Depuis le début de l’année, les mauvaises nouvelles semblent s’accumuler. La guerre en Ukraine, l’inflation qui s’emballe, la Chine qui se confine. Après plusieurs décennies de croissance plus ou moins ininterrompue, le concept d’une récession mondiale commence à se faire entendre de plus en plus fréquemment. Comme il s’agit d’une situation que nous n’avons pas connue depuis très longtemps, et même si le sujet n’est pas gaie, je pensais qu’il était bon de l’aborder aujourd’hui.

Vous avez raison, le risque d’une récession est à nouveau soulevé un peu partout dans le monde. Alors, c’est quoi la définition d’une récession ? 

Définir une récession mondiale n’est pas chose facile. Pour un pays, certains économistes définiraient une récession techniquement comme deux trimestres consécutifs durant lesquels le Produit National Brut se contracte. Je préfère la définition moins technique employée aux États-Unis, où le bureau national de la recherche économique définit une récession comme une “réduction significative de l’activité économique qui touche la vaste majorité des secteurs et qui perdure plus que quelques mois”. Pour finir, la Banque Mondiale caractérise une récession mondiale comme une année durant laquelle le citoyen moyen souffre d’une baisse de ses revenus réels. C’est-à-dire ses revenus corrigés des effets de l’inflation notamment. Ce fut le cas en 1975, 1982, 1991, 2009 et en 2020, à cause du Coronavirus.

Mais alors ce ne serait pas un peu alarmiste de parler de récession mondiale ? Il me semble que le Fonds Monétaire International prévoit toujours une croissance économique pour l’année en cours.

Vous avez raison. Les anticipations pour la croissance économique mondiale pour l’année en cours ont été révisées à la baisse de plus 4,5% en octobre dernier à un bien plus modeste 2,5% en avril. Mais nous restons dans le positif. 

Plusieurs facteurs pourraient néanmoins obliger les grandes instances mondiales à réviser une fois de plus à la baisse ces attentes.

J’imagine que vous allez nous parler de la Chine et du ralentissement de son économie ?

Oui, c’est sans doute une des variables les plus importantes. N’oublions pas qu’elle représente à elle seule 19% de la production mondiale. Quand la Chine attrape le Covid-19, le monde souffre. Car le confinement de grandes villes chinoises met immédiatement sous tension les chaînes d’approvisionnement, déjà sous pression. Et les signes au niveau local ne sont pas bons. En avril la production industrielle s’est contractée de 3%, les ventes au détail ont chuté de 11% et le volume de ventes de maisons était également en baisse.
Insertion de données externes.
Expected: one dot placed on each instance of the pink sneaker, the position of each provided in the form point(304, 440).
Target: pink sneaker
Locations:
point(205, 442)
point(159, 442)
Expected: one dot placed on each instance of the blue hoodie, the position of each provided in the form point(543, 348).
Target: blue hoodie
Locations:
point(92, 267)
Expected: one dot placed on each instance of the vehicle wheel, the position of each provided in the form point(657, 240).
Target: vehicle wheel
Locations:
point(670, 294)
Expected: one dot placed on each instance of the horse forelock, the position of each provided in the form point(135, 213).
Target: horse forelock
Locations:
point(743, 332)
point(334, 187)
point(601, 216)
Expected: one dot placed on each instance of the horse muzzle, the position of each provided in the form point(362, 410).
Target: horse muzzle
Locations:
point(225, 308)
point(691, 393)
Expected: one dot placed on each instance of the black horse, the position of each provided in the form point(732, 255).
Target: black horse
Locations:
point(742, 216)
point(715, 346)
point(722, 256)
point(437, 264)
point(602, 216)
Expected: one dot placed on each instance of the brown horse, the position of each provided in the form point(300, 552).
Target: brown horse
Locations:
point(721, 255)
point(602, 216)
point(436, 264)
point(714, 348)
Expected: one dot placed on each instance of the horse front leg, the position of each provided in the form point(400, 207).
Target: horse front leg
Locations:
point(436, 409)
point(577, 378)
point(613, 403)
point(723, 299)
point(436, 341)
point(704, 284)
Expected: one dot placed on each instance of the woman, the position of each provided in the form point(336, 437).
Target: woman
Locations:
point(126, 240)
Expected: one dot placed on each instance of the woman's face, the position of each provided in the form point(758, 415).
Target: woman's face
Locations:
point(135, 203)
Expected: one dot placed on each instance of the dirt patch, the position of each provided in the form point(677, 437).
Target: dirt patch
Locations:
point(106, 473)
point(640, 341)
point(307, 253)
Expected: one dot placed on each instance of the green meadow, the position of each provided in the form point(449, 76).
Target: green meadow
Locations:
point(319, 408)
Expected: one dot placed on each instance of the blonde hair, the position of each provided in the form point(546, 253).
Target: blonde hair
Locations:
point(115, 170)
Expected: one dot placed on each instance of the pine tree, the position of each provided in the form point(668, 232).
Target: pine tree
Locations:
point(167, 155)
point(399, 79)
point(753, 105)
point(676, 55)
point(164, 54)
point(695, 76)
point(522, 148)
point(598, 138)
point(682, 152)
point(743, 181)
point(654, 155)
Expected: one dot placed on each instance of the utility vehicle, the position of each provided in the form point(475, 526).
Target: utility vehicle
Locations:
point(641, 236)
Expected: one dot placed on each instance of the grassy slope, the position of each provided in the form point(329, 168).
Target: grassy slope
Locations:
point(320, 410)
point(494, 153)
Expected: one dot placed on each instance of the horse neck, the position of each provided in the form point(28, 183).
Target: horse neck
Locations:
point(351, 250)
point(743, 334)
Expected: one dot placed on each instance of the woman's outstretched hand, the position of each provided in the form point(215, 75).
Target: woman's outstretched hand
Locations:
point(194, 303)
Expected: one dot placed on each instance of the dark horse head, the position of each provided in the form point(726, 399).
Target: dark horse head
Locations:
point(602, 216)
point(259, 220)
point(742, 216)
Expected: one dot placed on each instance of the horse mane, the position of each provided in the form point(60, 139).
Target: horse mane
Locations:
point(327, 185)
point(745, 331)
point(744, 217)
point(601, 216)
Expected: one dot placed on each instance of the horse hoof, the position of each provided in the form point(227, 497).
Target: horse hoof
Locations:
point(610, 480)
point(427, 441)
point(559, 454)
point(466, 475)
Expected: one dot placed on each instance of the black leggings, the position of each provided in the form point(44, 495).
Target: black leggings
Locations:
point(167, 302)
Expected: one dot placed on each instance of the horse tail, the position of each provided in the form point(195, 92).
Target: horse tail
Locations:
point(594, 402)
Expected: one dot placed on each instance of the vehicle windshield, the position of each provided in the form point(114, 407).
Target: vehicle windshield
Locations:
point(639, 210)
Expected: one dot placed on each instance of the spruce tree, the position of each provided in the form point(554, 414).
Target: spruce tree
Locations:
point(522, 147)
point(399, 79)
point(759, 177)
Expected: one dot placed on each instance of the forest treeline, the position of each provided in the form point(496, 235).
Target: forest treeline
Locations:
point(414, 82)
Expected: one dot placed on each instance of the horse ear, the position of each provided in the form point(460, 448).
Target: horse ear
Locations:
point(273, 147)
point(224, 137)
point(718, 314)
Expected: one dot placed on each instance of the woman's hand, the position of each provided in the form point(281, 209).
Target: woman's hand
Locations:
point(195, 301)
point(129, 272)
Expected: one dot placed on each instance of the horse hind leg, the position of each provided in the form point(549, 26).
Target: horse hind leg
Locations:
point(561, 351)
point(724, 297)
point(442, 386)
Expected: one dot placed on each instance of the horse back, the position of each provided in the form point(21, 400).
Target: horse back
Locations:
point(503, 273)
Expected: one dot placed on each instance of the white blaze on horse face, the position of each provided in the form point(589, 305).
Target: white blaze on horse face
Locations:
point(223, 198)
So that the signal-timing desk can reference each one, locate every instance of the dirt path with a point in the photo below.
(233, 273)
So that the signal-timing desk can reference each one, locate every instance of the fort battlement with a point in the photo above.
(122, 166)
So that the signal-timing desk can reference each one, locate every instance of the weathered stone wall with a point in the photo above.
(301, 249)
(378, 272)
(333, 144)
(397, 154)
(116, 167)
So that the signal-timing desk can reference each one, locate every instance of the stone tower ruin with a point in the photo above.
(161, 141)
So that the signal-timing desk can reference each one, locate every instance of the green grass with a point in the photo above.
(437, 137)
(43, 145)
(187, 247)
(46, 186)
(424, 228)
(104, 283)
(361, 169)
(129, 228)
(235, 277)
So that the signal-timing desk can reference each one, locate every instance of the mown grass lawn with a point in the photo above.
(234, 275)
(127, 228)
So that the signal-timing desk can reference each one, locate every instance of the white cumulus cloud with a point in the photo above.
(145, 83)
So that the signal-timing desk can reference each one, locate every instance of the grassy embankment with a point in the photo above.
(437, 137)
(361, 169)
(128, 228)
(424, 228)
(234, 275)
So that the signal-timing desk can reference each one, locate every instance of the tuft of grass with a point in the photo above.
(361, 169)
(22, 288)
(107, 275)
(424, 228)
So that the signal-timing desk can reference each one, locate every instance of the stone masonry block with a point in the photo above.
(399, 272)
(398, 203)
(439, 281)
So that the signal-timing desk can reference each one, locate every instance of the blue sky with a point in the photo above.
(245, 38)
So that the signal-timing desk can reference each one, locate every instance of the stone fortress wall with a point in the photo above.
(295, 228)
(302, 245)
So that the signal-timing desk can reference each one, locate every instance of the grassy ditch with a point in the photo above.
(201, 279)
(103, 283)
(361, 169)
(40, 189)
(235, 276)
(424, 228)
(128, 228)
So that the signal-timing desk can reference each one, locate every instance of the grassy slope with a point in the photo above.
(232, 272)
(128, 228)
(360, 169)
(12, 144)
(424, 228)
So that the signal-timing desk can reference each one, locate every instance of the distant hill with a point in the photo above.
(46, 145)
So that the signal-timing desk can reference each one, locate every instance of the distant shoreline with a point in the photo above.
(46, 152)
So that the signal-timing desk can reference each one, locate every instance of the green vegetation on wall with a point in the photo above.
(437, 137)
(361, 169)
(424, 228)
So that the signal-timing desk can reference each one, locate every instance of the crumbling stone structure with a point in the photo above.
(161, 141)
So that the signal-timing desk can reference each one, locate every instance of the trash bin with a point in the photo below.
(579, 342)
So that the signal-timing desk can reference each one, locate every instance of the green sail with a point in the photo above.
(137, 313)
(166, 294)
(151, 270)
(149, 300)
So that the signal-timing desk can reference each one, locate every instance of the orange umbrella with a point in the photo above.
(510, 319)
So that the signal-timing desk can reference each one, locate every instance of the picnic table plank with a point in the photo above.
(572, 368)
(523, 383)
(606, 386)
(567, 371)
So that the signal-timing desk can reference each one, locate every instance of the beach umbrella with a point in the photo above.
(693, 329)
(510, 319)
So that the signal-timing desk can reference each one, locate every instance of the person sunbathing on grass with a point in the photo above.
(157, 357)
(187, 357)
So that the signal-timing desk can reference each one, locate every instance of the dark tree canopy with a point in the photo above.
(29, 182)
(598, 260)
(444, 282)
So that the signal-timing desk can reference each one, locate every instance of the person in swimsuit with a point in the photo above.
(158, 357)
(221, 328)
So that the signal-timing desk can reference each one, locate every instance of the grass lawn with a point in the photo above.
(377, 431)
Pour aggraver la situation les choses ne sont pas nécessairement plus roses aux États-Unis, l’autre puissance économique mondiale

Exact. La Fed a quasiment admis s’être trompée sur la persistance et surtout le niveau de l’inflation. Mais elle s’est mise à la combattre avec conviction en remontant ses taux directeurs à plusieurs reprises. Elle s’est engagée à continuer de le faire tant que l’inflation ne sera pas maîtrisée. Même si cette stratégie conduit à une hausse du chômage et à un arrêt potentiel de la croissance économique.

Un mot sur l’Europe ?

Ce n’est pas mieux. L’inflation est sur toutes les lèvres. Il faut dire qu’elle a atteint un niveau de 7,4% en avril sur le vieux continent. Cela affecte à tel point le pouvoir d’achat que la Commission Européenne a significativement réduit ses prévisions pour le second trimestre et anticipe maintenant une stagnation pure et simple.

J’imagine que cette situation affecte également le reste du monde et notamment les pays les plus pauvres.

Malheureusement oui. L’Ukraine ne peut plus utiliser ses ports pour exporter son blé, dont dépendent énormément de nations en voie de développement. Pour le dire très simplement, la hausse des prix des produits alimentaires et notamment des céréales commence déjà à faire basculer des dizaines de millions de personnes dans la malnutrition. Le secrétaire général des Nations Unies a tiré la sonnette d’alarme et souligne le risque de famine de masse dans les mois à venir.